スピードスケート女子で今季限りで現役を引退した高木美帆さんが6日、都内で記者会見に臨んだ。

 女子最多となる五輪通算10個のメダル獲得、日本勢初の世界選手権オールラウンド部門優勝など数々の歴史を刻んできたレジェンド。

銅メダルを獲得した3月の世界選手権をもって、リンクに別れを告げた。会見では髪をまとめ白いパンツスーツに白いブラウスと全身白の装いの美帆さんが、笑顔で登場した。

 会見終盤には会場にいた18年平昌五輪2冠の姉・菜那さんが質問する場面も。「オリンピック、オランダのレース多くのファンからメッセージがあったと思う。ファンの方々へ」と妹の美帆さんへメッセージを求めた。

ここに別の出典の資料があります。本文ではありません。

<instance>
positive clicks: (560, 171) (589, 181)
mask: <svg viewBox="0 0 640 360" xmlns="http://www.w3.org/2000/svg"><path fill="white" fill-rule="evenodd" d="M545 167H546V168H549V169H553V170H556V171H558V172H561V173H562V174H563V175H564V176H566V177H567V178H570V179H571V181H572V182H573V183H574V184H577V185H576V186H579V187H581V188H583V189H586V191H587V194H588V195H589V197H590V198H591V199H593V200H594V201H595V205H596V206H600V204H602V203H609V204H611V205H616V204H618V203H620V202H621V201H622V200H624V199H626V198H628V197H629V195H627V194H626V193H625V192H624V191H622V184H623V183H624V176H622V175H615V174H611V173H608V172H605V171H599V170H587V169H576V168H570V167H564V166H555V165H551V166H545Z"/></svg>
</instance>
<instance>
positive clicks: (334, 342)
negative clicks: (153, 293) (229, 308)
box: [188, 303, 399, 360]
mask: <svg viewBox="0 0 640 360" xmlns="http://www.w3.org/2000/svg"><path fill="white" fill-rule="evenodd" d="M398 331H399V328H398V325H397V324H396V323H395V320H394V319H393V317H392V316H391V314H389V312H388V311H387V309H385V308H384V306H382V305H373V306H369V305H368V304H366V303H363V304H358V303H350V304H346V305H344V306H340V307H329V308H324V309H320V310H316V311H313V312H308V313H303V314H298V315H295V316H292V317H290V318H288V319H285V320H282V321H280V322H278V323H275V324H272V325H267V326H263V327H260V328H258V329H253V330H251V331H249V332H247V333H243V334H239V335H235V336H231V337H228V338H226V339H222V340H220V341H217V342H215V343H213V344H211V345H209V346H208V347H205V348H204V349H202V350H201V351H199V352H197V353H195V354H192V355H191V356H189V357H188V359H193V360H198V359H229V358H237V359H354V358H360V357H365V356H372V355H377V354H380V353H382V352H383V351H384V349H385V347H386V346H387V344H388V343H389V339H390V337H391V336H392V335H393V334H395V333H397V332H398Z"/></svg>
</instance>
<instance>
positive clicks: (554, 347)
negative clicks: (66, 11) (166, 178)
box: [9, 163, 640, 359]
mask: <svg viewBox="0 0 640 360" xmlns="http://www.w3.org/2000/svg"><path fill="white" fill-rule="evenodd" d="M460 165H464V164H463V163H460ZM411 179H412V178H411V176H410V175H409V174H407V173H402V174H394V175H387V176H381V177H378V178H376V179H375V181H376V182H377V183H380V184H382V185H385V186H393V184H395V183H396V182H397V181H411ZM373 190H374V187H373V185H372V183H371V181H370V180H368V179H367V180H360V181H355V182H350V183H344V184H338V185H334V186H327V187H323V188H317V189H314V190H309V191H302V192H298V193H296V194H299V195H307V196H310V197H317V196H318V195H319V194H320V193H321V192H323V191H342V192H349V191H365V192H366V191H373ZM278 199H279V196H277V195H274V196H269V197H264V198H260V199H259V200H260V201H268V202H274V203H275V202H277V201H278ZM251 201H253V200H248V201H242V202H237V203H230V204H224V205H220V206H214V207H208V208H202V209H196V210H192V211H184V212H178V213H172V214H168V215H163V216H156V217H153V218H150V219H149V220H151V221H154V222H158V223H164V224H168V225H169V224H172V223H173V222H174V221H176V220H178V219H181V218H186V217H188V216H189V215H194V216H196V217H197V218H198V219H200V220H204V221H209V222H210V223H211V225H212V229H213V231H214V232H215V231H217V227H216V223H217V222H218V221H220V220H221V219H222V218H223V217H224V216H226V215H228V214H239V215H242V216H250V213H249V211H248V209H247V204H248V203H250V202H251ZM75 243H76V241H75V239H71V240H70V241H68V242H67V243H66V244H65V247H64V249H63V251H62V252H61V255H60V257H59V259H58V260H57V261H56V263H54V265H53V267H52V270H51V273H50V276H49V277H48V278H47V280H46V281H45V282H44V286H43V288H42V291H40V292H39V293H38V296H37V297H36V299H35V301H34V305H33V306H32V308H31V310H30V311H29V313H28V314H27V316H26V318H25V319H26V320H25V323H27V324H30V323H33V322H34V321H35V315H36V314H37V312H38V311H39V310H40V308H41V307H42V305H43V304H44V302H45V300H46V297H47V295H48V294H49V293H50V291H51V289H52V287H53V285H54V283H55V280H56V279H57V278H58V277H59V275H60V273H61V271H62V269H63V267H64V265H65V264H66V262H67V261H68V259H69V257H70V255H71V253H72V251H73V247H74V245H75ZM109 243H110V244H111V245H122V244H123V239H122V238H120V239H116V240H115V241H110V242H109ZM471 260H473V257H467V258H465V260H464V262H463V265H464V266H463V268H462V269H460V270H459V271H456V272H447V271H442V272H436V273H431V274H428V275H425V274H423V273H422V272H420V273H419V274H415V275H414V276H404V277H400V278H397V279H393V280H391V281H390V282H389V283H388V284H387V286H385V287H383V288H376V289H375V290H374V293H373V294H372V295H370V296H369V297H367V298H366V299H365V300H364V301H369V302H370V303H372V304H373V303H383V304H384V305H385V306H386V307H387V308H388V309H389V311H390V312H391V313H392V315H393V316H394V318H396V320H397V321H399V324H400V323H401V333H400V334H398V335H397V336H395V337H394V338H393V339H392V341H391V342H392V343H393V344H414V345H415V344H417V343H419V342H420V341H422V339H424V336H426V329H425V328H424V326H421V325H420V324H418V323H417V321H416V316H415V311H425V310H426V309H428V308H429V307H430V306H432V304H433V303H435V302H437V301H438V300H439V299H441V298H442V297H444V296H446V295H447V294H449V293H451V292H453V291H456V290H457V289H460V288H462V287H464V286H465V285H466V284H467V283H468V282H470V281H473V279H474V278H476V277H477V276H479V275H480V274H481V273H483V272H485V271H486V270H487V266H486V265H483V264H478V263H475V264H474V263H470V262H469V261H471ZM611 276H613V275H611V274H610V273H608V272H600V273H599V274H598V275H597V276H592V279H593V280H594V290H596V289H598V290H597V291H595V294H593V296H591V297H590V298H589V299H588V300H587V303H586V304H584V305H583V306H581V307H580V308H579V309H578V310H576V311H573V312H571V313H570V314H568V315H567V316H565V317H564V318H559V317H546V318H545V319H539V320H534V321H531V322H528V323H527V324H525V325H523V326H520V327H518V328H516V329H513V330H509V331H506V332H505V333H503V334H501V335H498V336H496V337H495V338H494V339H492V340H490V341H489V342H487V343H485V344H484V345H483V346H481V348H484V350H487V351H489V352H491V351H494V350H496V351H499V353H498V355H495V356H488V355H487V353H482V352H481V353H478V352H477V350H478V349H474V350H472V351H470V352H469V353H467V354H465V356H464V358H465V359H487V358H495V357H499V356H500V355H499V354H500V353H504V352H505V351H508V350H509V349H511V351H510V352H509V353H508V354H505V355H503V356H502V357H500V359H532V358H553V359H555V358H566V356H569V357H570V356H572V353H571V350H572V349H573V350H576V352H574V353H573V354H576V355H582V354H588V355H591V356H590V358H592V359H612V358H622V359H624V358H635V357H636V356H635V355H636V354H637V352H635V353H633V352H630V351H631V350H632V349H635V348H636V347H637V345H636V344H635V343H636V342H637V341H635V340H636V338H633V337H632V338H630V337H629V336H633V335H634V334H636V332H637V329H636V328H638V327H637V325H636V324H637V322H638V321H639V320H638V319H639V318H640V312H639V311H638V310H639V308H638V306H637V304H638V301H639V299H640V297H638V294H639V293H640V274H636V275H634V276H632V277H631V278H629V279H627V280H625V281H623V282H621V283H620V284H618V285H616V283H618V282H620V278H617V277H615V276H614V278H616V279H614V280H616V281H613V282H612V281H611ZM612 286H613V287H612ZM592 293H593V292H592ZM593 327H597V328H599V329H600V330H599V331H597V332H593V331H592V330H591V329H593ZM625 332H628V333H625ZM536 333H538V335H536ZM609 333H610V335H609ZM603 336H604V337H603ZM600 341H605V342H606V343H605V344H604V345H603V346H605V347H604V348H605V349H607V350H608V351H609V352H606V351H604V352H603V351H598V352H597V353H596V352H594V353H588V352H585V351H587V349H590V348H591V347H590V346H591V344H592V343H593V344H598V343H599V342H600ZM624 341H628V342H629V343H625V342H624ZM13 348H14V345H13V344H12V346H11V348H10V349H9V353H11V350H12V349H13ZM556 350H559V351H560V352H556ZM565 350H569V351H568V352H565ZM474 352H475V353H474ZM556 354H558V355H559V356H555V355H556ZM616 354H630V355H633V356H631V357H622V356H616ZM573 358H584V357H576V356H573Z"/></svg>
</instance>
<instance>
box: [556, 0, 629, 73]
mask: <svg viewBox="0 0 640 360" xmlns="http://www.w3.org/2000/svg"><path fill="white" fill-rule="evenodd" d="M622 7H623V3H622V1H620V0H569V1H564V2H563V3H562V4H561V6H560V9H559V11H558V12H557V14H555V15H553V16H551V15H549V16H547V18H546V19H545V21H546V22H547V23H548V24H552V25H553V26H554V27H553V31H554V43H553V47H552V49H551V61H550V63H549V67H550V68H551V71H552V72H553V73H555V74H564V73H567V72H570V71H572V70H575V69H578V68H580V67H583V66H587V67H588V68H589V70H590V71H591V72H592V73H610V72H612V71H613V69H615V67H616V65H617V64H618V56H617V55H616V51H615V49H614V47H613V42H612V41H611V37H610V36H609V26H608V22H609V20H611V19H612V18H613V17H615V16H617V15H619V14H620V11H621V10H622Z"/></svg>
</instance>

 美帆さんは「SNSを通してたくさんのメッセージをいただいて、一つ一つを読ませていただいた。1500メートルでメダルを取れなくてどういう気持ちになっていいかわからない時間もあった。そういう中でいただいたたくさんのメッセージ、言葉が自分にとって、1500メートルだけメダルが取れなかったが、周りの人たちの言葉によって、全く違う価値、大切な時間や思いにも変わった。あのときから今までいただいた言葉は自分の中で大きな存在として、今までもこれからもあり続ける。SNSを通して応援してくださった方にも感謝しているし、今はSNSが難しい時代になっている中で、暖かいものになって感謝の気持ち。ありがとうございます」と感謝の気持ちを口にした。

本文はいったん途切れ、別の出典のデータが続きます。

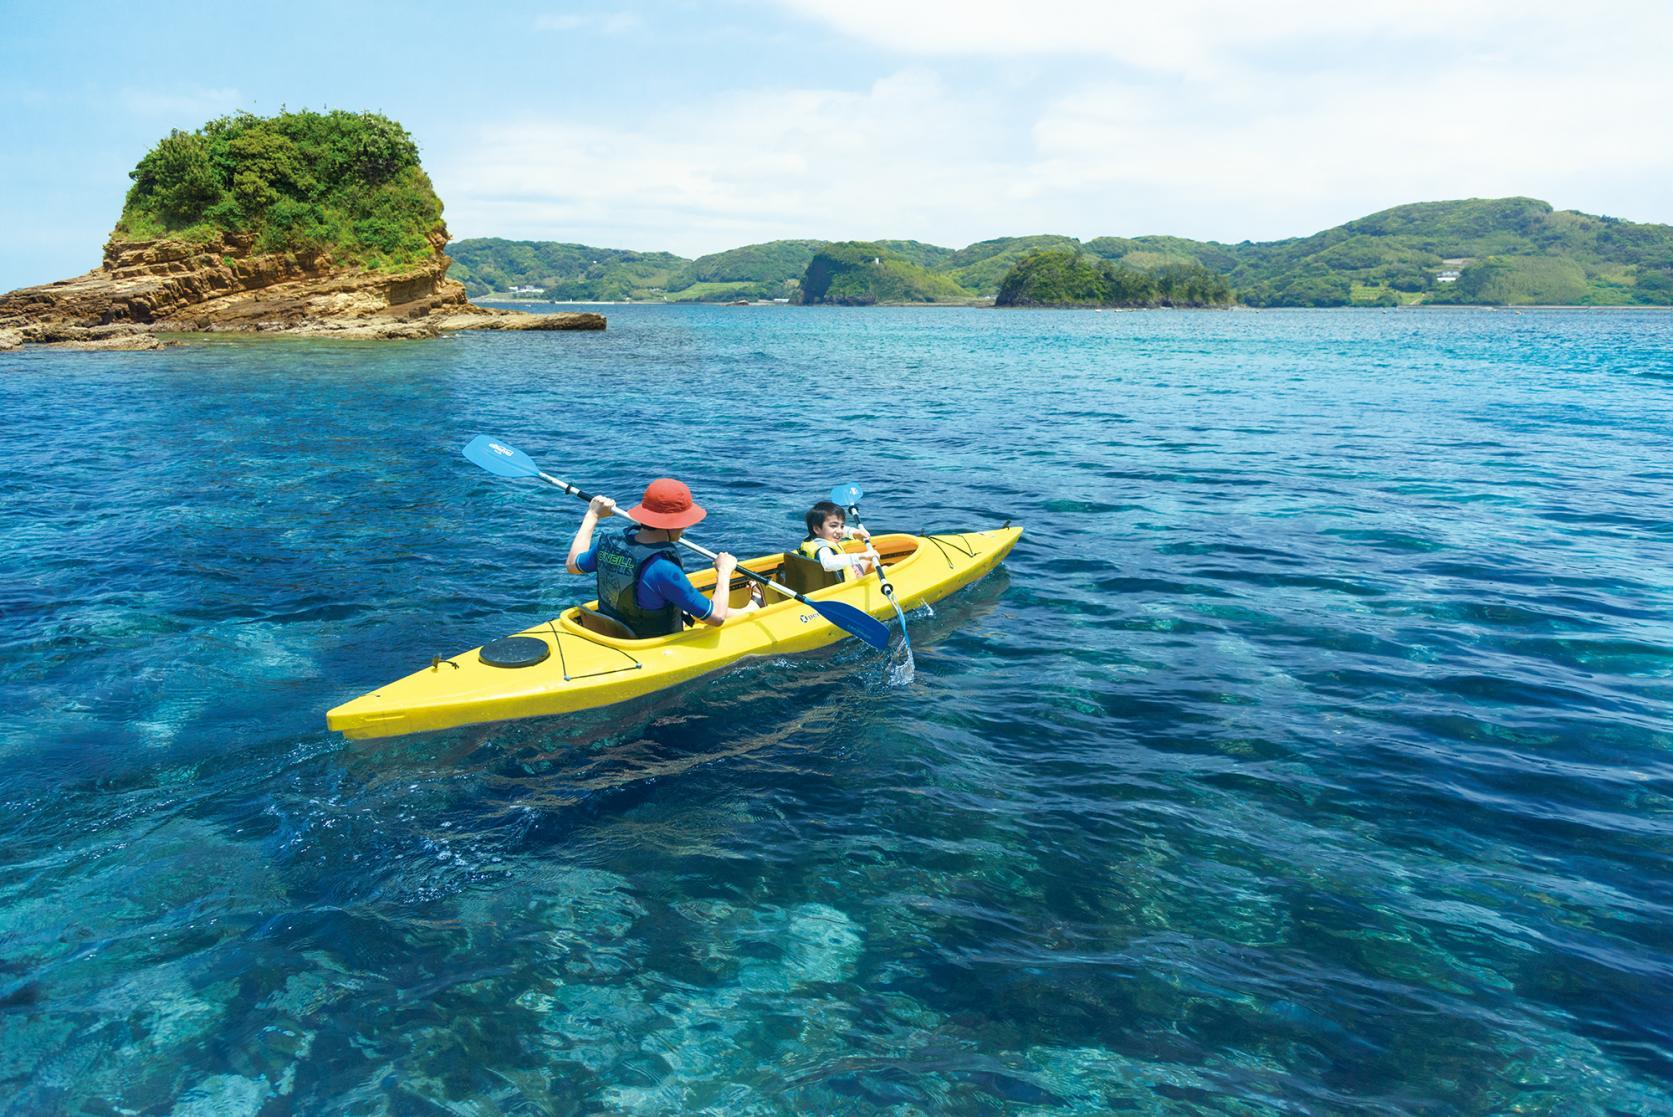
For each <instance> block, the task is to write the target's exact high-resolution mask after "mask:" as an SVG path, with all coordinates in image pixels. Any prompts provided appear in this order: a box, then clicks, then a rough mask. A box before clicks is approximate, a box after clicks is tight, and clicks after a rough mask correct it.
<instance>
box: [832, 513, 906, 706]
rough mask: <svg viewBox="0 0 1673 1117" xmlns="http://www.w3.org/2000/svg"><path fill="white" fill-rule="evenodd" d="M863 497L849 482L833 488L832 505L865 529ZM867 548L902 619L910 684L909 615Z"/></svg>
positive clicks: (877, 574)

 さらに「ファンの皆さんにも直接お礼を伝えたいと思っている。

そういった企画もできたら面白いかなと思っているので、姉の力を借りてできたら。ファンイベントもできたら」と今後の交流イベントにも関心を寄せた。

 ◆高木 美帆(たかぎ・みほ)1994年5月22日、北海道・幕別町生まれ。31歳。帯広南商、日体大卒。18年世界選手権総合優勝。19年に1500メートルの世界記録樹立。20年全日本選手権で史上初の5種目V。五輪は10年バンクーバー大会に史上最年少15歳で出場。家族は両親と兄、平昌五輪2冠の姉・菜那さん。164センチ。